POST /auth/register is public only for self-registration. It must not honor a client-supplied privileged role — self-registered accounts are clamped server-side to a non-privileged role; elevated roles are assigned only through the authenticated, users:create-gated admin path. (The current code violates this; see the internet-hardening cluster.)

Ownership / row-scoped resources

Some resources are scoped by row ownership in code rather than by a role grant: jobs (user_id, migration 020), artifacts (owner_id, 035; NULL = system-owned, admin-only), query_definitions (035), resource_grants/groups (034, via kg_auth.has_access()), and personal OAuth clients (scoped to current_user).

Relationship to other ADRs

  • Supersedes (drifted/contradicted): ADR-402, ADR-403, ADR-404, ADR-407, ADR-409. Their historical context is preserved; their normative claims are replaced by this baseline.
  • Cross-references (still accurate, remain in force): ADR-405 (encrypted API key storage), ADR-406 (OAuth 2.0 client management — modulo the residual dead surfaces it should be updated to acknowledge), ADR-410 (user scoping and artifact ownership — the ownership model above), ADR-408 (MCP file-ingestion security — the audit confirmed the client-side path allowlist is the correct trust boundary; workers never dereference client-supplied paths).

Consequences

Positive

  • One authoritative description of the auth model, derived from and kept honest against the migrations + code, replacing five stale proposals.
  • Gives reviewers and future contributors a concrete yardstick: "does this endpoint call require_permission with a seeded (resource, action) pair?" — directly checkable.
  • Makes the require_role-vs-require_permission trap and the non-operative SQL has_permission() explicit, preventing reintroduction.
  • Establishes the Auth/Security domain (400–499) with a clean baseline that subsequent auth ADRs extend rather than contradict.

Negative

  • Documenting the implemented model surfaces that the implementation currently violates parts of it (public-register role escalation, unauthenticated models router, authenticated-only data surfaces). This ADR sets the target; the code must be brought into compliance (tracked separately).
  • Superseding Proposed ADRs that were never accepted is slightly unusual, but accurately reflects that they shaped real migrations and must be formally retired so they are not mistaken for current guidance.

Neutral

  • Orphaned/vestigial seeded grants (jobs:write/approve, the old roles/resources resources) should be cleaned up via a migration so the seeded data matches this baseline.
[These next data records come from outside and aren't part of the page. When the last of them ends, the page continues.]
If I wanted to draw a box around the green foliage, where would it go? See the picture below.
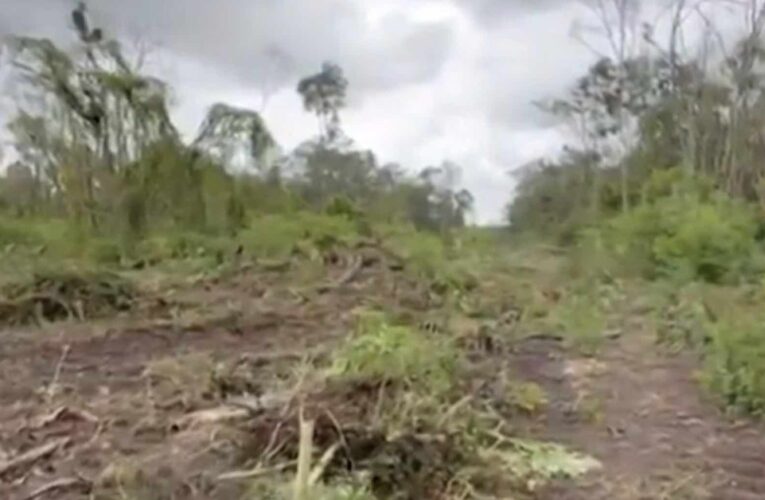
[324,196,360,219]
[86,238,123,265]
[505,439,601,484]
[482,438,600,492]
[552,293,607,356]
[506,150,605,242]
[0,217,46,247]
[702,313,765,416]
[379,225,447,279]
[330,311,457,395]
[653,283,713,349]
[137,232,232,262]
[238,212,358,259]
[507,382,548,414]
[604,191,758,283]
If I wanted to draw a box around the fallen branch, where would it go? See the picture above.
[517,333,564,343]
[0,438,70,478]
[308,442,340,486]
[37,406,98,428]
[293,413,314,500]
[172,407,250,429]
[216,460,297,481]
[21,476,90,500]
[316,255,364,294]
[438,395,473,428]
[46,344,71,401]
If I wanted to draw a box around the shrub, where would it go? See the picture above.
[324,195,360,219]
[702,314,765,416]
[552,293,607,356]
[137,232,232,262]
[378,225,448,278]
[239,212,359,259]
[330,311,457,395]
[604,193,757,282]
[86,237,123,264]
[0,217,43,247]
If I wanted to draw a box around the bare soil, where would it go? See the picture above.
[512,330,765,499]
[1,255,764,499]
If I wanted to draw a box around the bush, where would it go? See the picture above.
[330,311,457,395]
[239,212,359,259]
[137,232,232,262]
[0,217,44,247]
[552,293,607,355]
[378,225,448,278]
[604,193,757,282]
[86,238,123,264]
[324,195,360,219]
[703,314,765,416]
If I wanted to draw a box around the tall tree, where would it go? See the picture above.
[297,62,348,143]
[193,103,278,172]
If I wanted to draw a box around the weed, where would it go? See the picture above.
[239,213,359,259]
[480,438,601,493]
[330,311,458,396]
[507,382,548,414]
[574,394,604,424]
[377,225,448,279]
[604,193,757,283]
[702,313,765,416]
[553,293,607,356]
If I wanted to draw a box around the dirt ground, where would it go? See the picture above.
[1,254,765,499]
[516,329,765,499]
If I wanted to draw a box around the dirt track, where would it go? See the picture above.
[518,332,765,499]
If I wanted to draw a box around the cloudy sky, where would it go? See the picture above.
[0,0,748,223]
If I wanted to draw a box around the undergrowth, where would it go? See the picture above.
[330,311,458,396]
[702,312,765,416]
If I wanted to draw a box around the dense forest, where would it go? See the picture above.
[2,1,765,500]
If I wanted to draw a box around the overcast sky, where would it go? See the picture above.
[0,0,748,223]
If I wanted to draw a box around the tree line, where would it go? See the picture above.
[508,0,765,240]
[0,2,474,242]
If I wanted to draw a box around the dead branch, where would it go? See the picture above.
[308,442,340,486]
[30,405,98,430]
[172,407,251,430]
[316,255,363,294]
[46,344,71,401]
[293,412,314,500]
[0,438,70,478]
[215,460,296,481]
[21,476,90,500]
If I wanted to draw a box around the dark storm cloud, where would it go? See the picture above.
[1,0,455,98]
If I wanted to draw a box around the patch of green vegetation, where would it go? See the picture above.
[507,382,548,414]
[604,193,758,283]
[239,212,359,259]
[574,394,604,424]
[330,311,458,395]
[378,225,448,279]
[702,312,765,416]
[653,284,712,350]
[482,438,601,492]
[552,293,607,356]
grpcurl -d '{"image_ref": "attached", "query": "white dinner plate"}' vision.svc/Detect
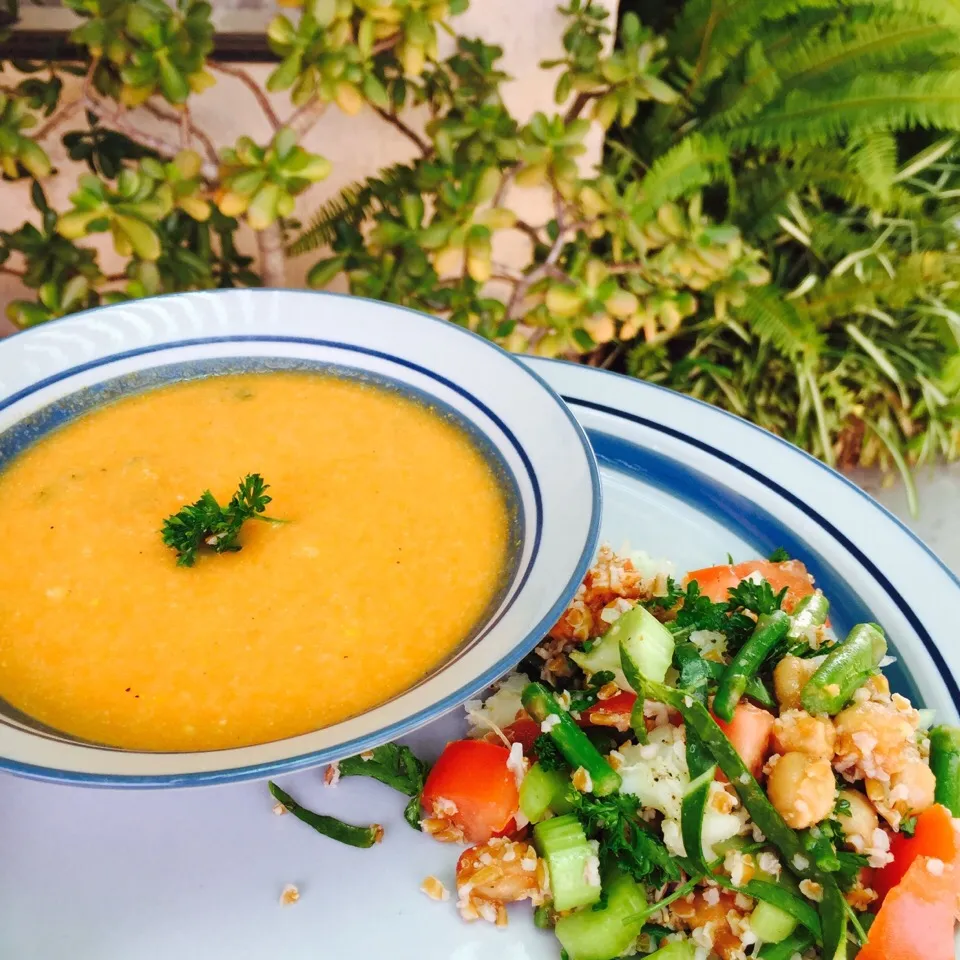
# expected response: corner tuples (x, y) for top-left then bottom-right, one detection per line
(1, 357), (957, 960)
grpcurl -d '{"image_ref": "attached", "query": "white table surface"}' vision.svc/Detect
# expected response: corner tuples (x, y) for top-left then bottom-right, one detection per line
(855, 464), (960, 575)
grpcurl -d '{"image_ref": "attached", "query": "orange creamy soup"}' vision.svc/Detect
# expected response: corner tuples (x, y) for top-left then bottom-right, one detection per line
(0, 372), (511, 751)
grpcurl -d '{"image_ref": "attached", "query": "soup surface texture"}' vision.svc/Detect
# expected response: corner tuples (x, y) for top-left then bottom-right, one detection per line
(0, 372), (511, 750)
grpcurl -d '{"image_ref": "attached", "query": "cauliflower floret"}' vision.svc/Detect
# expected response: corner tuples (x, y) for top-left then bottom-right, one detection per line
(628, 550), (676, 585)
(689, 629), (728, 663)
(619, 727), (744, 861)
(702, 784), (748, 861)
(465, 673), (529, 737)
(618, 725), (689, 822)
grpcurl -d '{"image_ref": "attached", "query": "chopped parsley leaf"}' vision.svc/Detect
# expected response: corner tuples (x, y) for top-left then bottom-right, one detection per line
(567, 670), (617, 713)
(900, 815), (918, 837)
(768, 546), (791, 562)
(643, 577), (683, 611)
(570, 791), (682, 886)
(726, 578), (789, 617)
(800, 821), (868, 890)
(532, 734), (567, 772)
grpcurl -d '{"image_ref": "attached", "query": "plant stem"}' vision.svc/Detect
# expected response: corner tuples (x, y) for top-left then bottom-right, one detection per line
(34, 97), (82, 142)
(143, 100), (219, 169)
(514, 218), (543, 247)
(507, 196), (569, 319)
(564, 91), (596, 123)
(288, 97), (329, 138)
(257, 222), (287, 287)
(371, 106), (431, 155)
(81, 63), (219, 181)
(212, 62), (282, 132)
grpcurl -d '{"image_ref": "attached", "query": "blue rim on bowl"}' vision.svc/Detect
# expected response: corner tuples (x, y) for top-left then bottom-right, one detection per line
(0, 290), (602, 787)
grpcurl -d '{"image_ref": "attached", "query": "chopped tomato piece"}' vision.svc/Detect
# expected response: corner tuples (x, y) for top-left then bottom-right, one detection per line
(858, 854), (960, 960)
(482, 718), (539, 753)
(685, 559), (815, 612)
(421, 740), (520, 844)
(874, 804), (960, 902)
(500, 719), (541, 753)
(712, 701), (775, 779)
(583, 691), (637, 733)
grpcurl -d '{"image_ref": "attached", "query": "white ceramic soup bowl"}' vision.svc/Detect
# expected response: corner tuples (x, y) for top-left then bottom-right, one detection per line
(0, 289), (601, 787)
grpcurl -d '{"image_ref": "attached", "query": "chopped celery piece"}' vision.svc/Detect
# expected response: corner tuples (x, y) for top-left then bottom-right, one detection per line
(644, 943), (697, 960)
(571, 631), (628, 688)
(750, 901), (798, 944)
(554, 872), (646, 960)
(533, 815), (601, 912)
(519, 763), (569, 823)
(615, 603), (675, 684)
(758, 929), (815, 959)
(572, 604), (674, 689)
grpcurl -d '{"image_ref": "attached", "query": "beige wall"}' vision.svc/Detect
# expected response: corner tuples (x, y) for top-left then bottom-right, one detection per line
(0, 0), (616, 331)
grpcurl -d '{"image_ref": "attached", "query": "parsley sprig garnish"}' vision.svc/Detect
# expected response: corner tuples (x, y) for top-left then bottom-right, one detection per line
(161, 473), (285, 567)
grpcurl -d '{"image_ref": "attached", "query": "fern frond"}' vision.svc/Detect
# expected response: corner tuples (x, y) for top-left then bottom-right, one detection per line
(670, 0), (841, 88)
(802, 252), (960, 321)
(864, 0), (960, 27)
(634, 134), (732, 222)
(288, 162), (413, 257)
(739, 285), (823, 355)
(849, 131), (898, 206)
(708, 21), (960, 130)
(726, 72), (960, 150)
(734, 154), (920, 235)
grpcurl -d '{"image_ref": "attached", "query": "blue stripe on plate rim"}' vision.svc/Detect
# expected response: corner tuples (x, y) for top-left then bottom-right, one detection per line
(528, 355), (960, 715)
(0, 330), (602, 787)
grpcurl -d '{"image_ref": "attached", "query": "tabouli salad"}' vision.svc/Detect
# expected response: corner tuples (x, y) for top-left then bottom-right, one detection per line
(270, 547), (960, 960)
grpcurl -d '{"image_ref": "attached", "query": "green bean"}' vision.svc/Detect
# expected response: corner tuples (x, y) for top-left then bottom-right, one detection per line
(629, 650), (847, 958)
(629, 695), (648, 744)
(714, 610), (791, 721)
(634, 675), (813, 876)
(929, 725), (960, 815)
(818, 878), (848, 960)
(675, 642), (776, 709)
(801, 623), (887, 715)
(788, 590), (830, 638)
(638, 679), (847, 957)
(268, 781), (384, 849)
(521, 682), (622, 796)
(681, 764), (716, 870)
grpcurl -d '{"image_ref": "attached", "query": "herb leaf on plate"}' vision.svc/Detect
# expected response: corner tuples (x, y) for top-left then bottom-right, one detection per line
(338, 744), (430, 830)
(268, 781), (383, 849)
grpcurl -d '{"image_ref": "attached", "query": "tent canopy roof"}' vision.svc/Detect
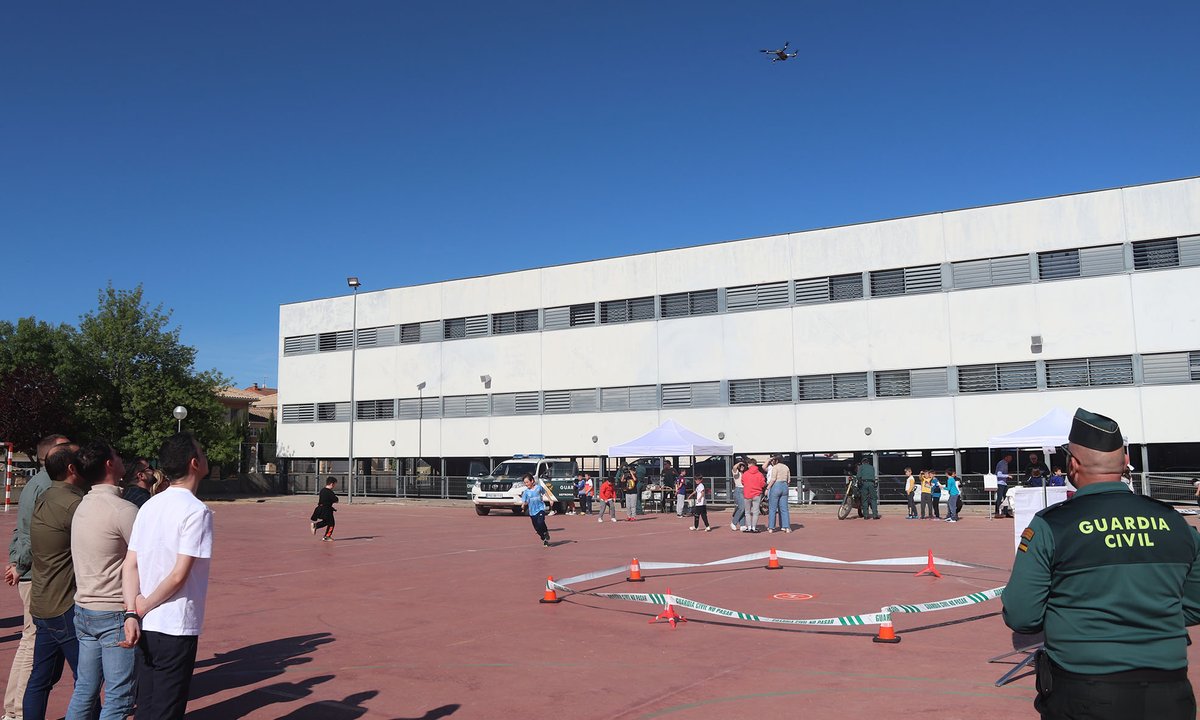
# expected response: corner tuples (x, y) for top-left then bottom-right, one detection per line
(607, 419), (733, 457)
(987, 407), (1075, 449)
Tracked in the internet-hardening cluster.
  • A future migration may seed a dedicated models resource (currently the model catalog has no resource); until then extraction_config is the gating resource for it.

Alternatives Considered

  • Update each drifted ADR in place. Rejected: five separate edits would leave the reader to reconcile overlapping, partially-contradictory documents with no single authority. The drift is pervasive enough that a clean baseline is clearer — the same reason a SQL migration chain eventually gets a squashed baseline snapshot.
  • Write the ADR as aspirational (describe the intended model, not the implemented one). Rejected: the entire failure mode being corrected here is documentation that describes intent while the code does something else. This baseline is deliberately descriptive of the operative system, with the gaps between code and baseline tracked as bugs to fix — not papered over as if already done.
  • Renumber the legacy auth ADRs into the 400–499 range. Rejected: renumbering breaks inbound references and rewrites history. The legacy numbers are preserved; this baseline simply supersedes their normative content.